Young people are being urged to vote in order to ensure political parties pitch policies and ideas at them in the future.
Dr Stuart Wilks-Heeg, the Head of Politics at the University of Liverpool, believes that students in particular are dissatisfied with the political parties because there aren’t any that they can relate to, citing the infamous Liberal Democrat pledge to abolish student fees before the last election.
He told JMU Journalism: “I think the lack of interest probably built up over time in the sense that the political parties don’t seem to represent young people’s views.
“We do have the problem that, at the last general election, the Liberal Democrats made a very big promise to students which they then broke. I think that’s left a bit of a legacy and left some scars.
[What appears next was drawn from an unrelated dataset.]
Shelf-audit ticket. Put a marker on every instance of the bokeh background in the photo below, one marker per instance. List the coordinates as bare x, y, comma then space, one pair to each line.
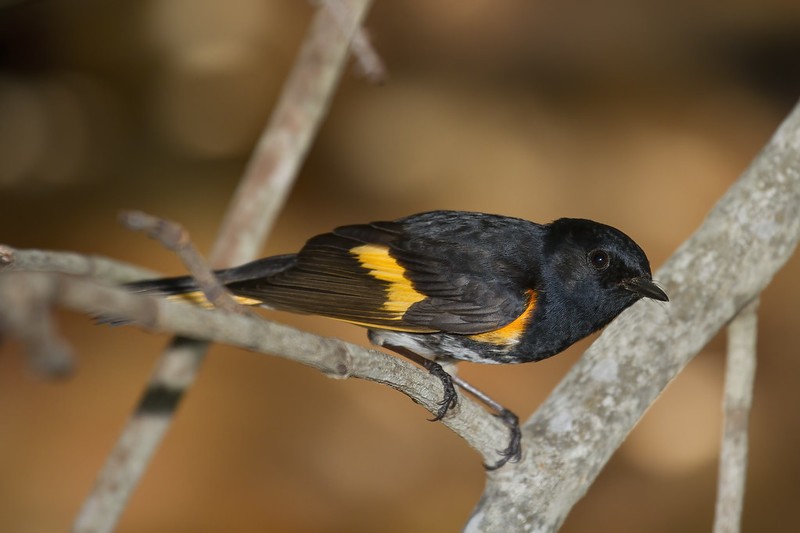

“The people who have suffered have been younger people. The increase in student fees and the withdraw of benefits from people under 25, if we look at what little has really been done around youth unemployment and so on you can see why young people have the sense that not much has been done for them.”
Wilks-Heeg believes that in this technological age, there is so much information available for people sitting on the fence, saying: “There’s more information than there’s ever been. People used to make their voting decisions on very impressionistic grounds, they had a loyalty to a particular party usually because their parents had a loyalty to that party.
“Some people feel they don’t know enough. But in the age of the internet it’s incredibly easy to find out more. The parties will soon be publishing their manifestos, so you can simply go on their website and download everything that they’re promising that they will do.
“There’s no excuse for not being informed, it does require an investment of time and effort, but the information is there.”
He urged young people to vote, saying it is the only way they can make a difference to the democratic process and ensure parties represent them in the future.
The academic added: “If young people don’t vote, that gives the parties even less incentive to do anything for young people, to pitch policies and ideas at young people.
“So it’s crucial if young people and students want their voices to be heard that they need to be participating in the democratic process and a fundamental part of that is voting in elections. But you don’t get the politicians to respond sitting at home on polling day.”